The page has over 100 syntax highlight sections. As I understand it, those have always been slow to parse and is not a regression and not related to the Translate extension.

In terms of general mitigation our team can help with:

  • I note that the oldid= link is consistently slow to respond, which suggests that ParserCache and/or CDN cache is disabled for these. This is a known issue and more or less by design (ref T244058), because we literally have billions of revisions for all pages, and we don't plan to buy capacity to store all of these for long periods of time. The work of T244058 does cover allowing some of them to be stored for a short period of time (up to an hour), however that is not motivated by end-user performance, but by infrastructure resources. If a permalink becomes a trending URL, we need to make sure it does not draw significant resources from the servers on every access attempt.
  • For the regular page url (without oldid) I found that ParserCache works as expected. The Translate extension does not appear to be causing an issue there,
  • Parsing of this examples page rendered in about 20 seconds for me on first try. But after purging them a few times, I did find that on some attempts I got a WMFTimeoutException (meaning it took more than 60 seconds). This is a problem, because it means it cannot be cached in that case and thus will spend the same expensive resourcing a second time. In terms of security this is not an issue because PoolCounter protects against this, but it is still problematic of course to allow pages to be made that can't render consistently. This is meant to be prevented by determinitic counting of "expensive' parser functions, which we have a limit on. If SyntaxHighlight is not counted as "expensive", this should be fixed. If it is, then perhaps we need to increase its weight and/or lower the threshold to disallow pages with more than a certain number of syntax highlight sections.

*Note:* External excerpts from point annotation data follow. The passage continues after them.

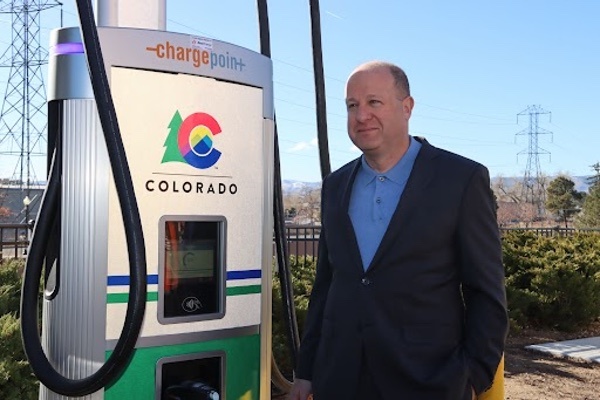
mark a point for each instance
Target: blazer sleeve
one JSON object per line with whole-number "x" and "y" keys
{"x": 312, "y": 326}
{"x": 482, "y": 272}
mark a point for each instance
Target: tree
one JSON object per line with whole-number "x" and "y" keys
{"x": 562, "y": 198}
{"x": 592, "y": 180}
{"x": 590, "y": 210}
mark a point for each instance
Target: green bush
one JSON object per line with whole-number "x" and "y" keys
{"x": 16, "y": 379}
{"x": 552, "y": 282}
{"x": 303, "y": 275}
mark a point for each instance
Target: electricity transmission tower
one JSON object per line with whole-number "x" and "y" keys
{"x": 23, "y": 116}
{"x": 533, "y": 189}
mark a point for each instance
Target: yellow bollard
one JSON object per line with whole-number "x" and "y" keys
{"x": 496, "y": 392}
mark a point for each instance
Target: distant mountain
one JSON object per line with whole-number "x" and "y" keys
{"x": 581, "y": 184}
{"x": 294, "y": 187}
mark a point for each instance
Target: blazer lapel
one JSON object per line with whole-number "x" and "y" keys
{"x": 349, "y": 236}
{"x": 420, "y": 176}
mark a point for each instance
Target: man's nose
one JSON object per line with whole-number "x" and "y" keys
{"x": 362, "y": 114}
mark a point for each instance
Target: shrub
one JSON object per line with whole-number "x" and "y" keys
{"x": 552, "y": 282}
{"x": 303, "y": 275}
{"x": 16, "y": 379}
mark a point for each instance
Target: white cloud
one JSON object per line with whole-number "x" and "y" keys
{"x": 333, "y": 15}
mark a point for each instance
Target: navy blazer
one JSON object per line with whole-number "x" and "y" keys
{"x": 429, "y": 314}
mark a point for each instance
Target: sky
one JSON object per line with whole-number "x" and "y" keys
{"x": 476, "y": 70}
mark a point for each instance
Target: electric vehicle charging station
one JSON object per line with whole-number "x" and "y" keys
{"x": 197, "y": 121}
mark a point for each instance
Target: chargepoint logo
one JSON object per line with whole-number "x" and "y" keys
{"x": 190, "y": 140}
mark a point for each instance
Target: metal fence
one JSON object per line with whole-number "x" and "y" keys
{"x": 301, "y": 240}
{"x": 13, "y": 241}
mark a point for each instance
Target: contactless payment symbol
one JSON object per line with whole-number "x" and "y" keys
{"x": 190, "y": 140}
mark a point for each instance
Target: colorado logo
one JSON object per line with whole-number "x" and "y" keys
{"x": 191, "y": 140}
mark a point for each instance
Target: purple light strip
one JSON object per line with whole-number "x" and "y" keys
{"x": 67, "y": 48}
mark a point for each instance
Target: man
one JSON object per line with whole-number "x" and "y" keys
{"x": 409, "y": 300}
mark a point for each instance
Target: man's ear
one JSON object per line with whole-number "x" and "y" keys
{"x": 407, "y": 105}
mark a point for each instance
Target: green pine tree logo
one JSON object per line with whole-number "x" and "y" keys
{"x": 171, "y": 145}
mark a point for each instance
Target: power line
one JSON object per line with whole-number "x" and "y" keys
{"x": 533, "y": 190}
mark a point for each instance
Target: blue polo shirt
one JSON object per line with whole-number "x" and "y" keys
{"x": 374, "y": 199}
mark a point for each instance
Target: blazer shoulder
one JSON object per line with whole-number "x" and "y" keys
{"x": 454, "y": 161}
{"x": 342, "y": 175}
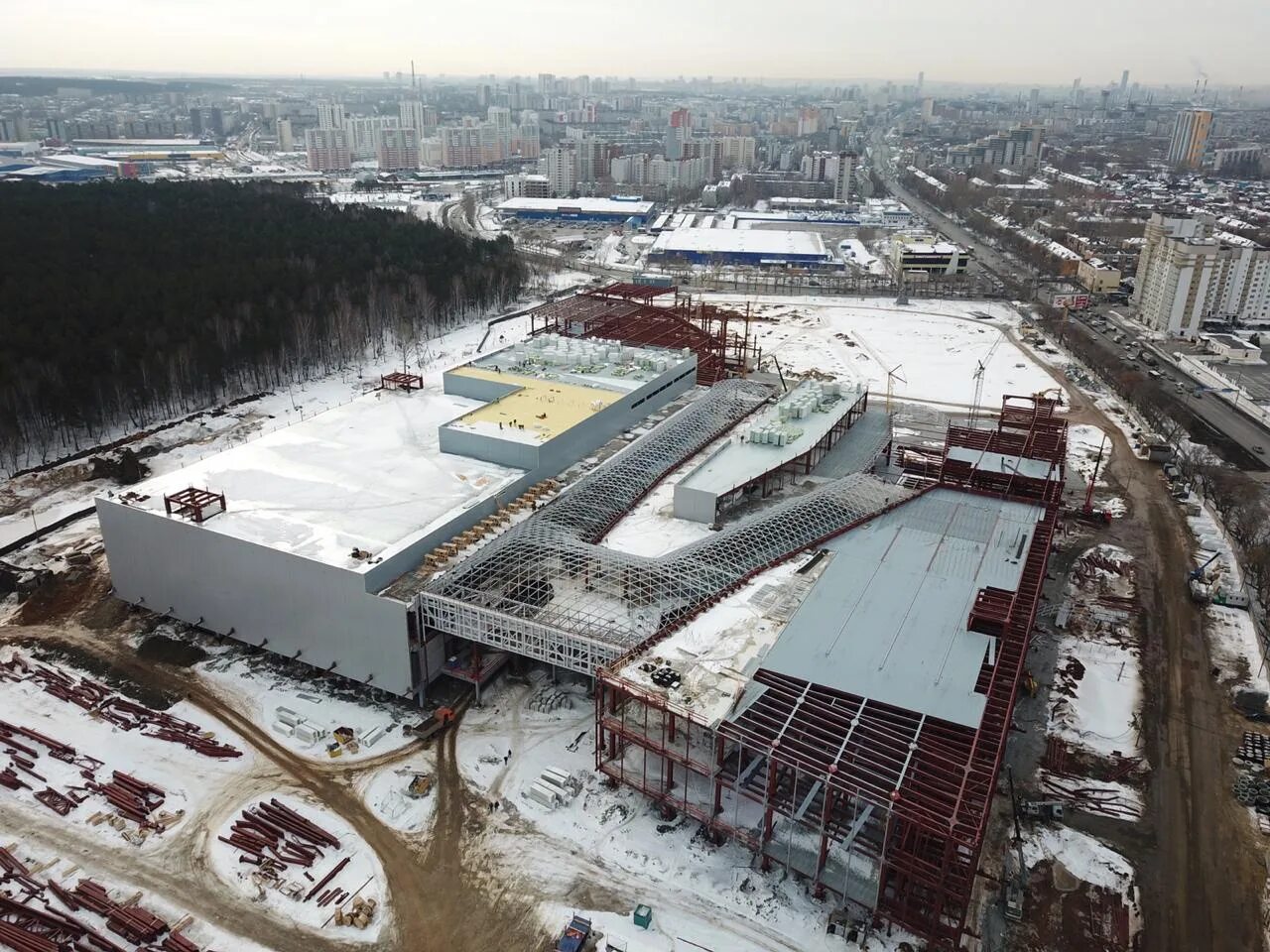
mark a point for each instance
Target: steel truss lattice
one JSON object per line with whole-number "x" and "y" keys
{"x": 547, "y": 588}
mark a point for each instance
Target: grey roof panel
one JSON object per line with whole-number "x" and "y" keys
{"x": 888, "y": 617}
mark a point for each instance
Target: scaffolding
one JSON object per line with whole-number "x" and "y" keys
{"x": 881, "y": 807}
{"x": 627, "y": 312}
{"x": 548, "y": 589}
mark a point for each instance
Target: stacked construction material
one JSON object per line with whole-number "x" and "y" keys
{"x": 28, "y": 928}
{"x": 103, "y": 702}
{"x": 134, "y": 800}
{"x": 273, "y": 837}
{"x": 164, "y": 726}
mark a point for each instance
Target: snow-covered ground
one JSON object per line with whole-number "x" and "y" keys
{"x": 1236, "y": 649}
{"x": 937, "y": 345}
{"x": 362, "y": 876}
{"x": 612, "y": 839}
{"x": 67, "y": 873}
{"x": 1083, "y": 856}
{"x": 39, "y": 499}
{"x": 262, "y": 687}
{"x": 187, "y": 778}
{"x": 385, "y": 791}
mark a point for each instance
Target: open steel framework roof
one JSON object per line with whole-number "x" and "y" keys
{"x": 548, "y": 590}
{"x": 627, "y": 312}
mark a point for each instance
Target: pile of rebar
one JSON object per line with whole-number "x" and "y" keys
{"x": 132, "y": 798}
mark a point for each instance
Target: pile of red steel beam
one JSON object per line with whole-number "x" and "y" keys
{"x": 273, "y": 837}
{"x": 28, "y": 929}
{"x": 103, "y": 702}
{"x": 134, "y": 800}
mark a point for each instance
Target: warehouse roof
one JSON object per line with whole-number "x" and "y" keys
{"x": 367, "y": 475}
{"x": 585, "y": 206}
{"x": 888, "y": 617}
{"x": 752, "y": 241}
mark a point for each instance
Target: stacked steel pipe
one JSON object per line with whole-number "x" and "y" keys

As for the performance of SyntaxHighlight itself, I do note that its own local caching already (source), which allows individual sections to be cached and re-used across different edits. This means that, in theory, if you make a small edit to the page, it will not have to re-parse all sections.

There is definitely a lot of ways in which SyntaxHighlight could perform better. For example, the upstream :python-pygments" software could be optimised to spawn faster for small inputs, or it could be improved to support batching, or Parsoid could support batching, or it could be ported or swapped for a plain PHP implementation. That kind of product development would require resourcing, and the extension currently does not have an active steward. This is unlikely to change from the perspective of Wikipedia or MediaWiki at-large since articles rarely use this, and we have pretty good caching for those.

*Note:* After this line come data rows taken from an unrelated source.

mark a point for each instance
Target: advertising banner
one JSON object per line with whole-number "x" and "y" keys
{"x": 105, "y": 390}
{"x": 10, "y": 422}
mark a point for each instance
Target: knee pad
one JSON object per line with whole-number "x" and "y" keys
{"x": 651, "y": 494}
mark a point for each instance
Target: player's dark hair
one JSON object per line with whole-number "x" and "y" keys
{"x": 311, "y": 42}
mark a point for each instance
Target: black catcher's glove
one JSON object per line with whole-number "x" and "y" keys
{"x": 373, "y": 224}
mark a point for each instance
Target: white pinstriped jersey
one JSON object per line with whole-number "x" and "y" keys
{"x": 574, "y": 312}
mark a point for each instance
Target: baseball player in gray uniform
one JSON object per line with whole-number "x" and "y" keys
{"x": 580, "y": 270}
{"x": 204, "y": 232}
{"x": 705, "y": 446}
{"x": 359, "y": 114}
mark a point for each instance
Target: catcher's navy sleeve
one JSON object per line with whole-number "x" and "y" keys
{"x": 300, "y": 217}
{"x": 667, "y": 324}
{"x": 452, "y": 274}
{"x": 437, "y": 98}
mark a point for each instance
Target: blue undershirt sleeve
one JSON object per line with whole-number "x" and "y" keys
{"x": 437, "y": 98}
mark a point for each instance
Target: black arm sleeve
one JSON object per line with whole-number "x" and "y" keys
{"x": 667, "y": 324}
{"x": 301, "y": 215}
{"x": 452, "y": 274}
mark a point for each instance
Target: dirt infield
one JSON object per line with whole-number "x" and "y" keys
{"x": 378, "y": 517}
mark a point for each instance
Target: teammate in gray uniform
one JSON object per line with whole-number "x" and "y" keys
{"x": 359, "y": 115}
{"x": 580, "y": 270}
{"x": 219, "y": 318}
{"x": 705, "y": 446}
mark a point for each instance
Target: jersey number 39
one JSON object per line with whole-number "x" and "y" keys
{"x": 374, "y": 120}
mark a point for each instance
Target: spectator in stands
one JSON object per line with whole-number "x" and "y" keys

The main area where this issue is visible is the documentation pages for use within our technical communities, rather than the main knowledge content we serve. In the past two years we have significantly increased investments in technical outreach for Wikidata and MediaWiki more generally, with API documentation etc. Perhaps it could be funded from that perspective.

I've filed T271751 for the follow-up idea to improve SyntaxHighlight performance more generally. I'm declining this task as I'm not aware of any direct issue here in relation to Translate or MediaWiki in general.

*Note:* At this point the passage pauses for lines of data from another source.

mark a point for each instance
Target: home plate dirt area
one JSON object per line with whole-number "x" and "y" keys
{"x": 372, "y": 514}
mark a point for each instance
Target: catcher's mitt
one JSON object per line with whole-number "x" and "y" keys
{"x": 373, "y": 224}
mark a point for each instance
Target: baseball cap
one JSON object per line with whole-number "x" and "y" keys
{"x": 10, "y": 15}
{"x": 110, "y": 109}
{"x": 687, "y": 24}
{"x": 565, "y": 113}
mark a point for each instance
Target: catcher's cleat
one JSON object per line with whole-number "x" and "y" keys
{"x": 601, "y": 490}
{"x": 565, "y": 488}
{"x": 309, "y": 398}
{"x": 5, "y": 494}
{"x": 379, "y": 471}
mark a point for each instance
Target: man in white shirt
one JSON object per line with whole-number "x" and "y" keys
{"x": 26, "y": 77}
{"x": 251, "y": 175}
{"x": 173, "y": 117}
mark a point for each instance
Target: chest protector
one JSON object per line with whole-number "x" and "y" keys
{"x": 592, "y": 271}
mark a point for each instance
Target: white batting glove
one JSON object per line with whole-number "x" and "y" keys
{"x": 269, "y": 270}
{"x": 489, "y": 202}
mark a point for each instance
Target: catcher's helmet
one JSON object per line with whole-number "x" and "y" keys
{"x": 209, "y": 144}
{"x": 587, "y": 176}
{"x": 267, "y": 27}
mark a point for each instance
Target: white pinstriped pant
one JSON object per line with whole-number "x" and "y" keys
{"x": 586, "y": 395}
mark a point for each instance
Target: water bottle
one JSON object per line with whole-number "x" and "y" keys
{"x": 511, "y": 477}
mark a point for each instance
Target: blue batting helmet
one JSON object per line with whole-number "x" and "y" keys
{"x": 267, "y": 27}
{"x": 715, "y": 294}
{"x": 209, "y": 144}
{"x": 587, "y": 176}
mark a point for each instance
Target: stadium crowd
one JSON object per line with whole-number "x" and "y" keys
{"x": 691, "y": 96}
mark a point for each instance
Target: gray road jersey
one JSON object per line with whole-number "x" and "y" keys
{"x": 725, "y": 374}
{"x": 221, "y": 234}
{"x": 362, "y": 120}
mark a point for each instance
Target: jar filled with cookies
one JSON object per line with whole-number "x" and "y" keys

We allow users to create pages that are slow, this is a trade-off in what we invest in with as benefit that a lot of things are possible (albeit in degraded form), which is better than the alternative (we think) of disallowing these with strict performance requirements, in which case we would e.g. not allow pages to have more than a handful of code examples. I think we can do better in showing editors why a page is slow and what they can do about it. For example, editors may want to split up a page into more accessible sub pages. It's a trade-off, and the choice is theirs to make.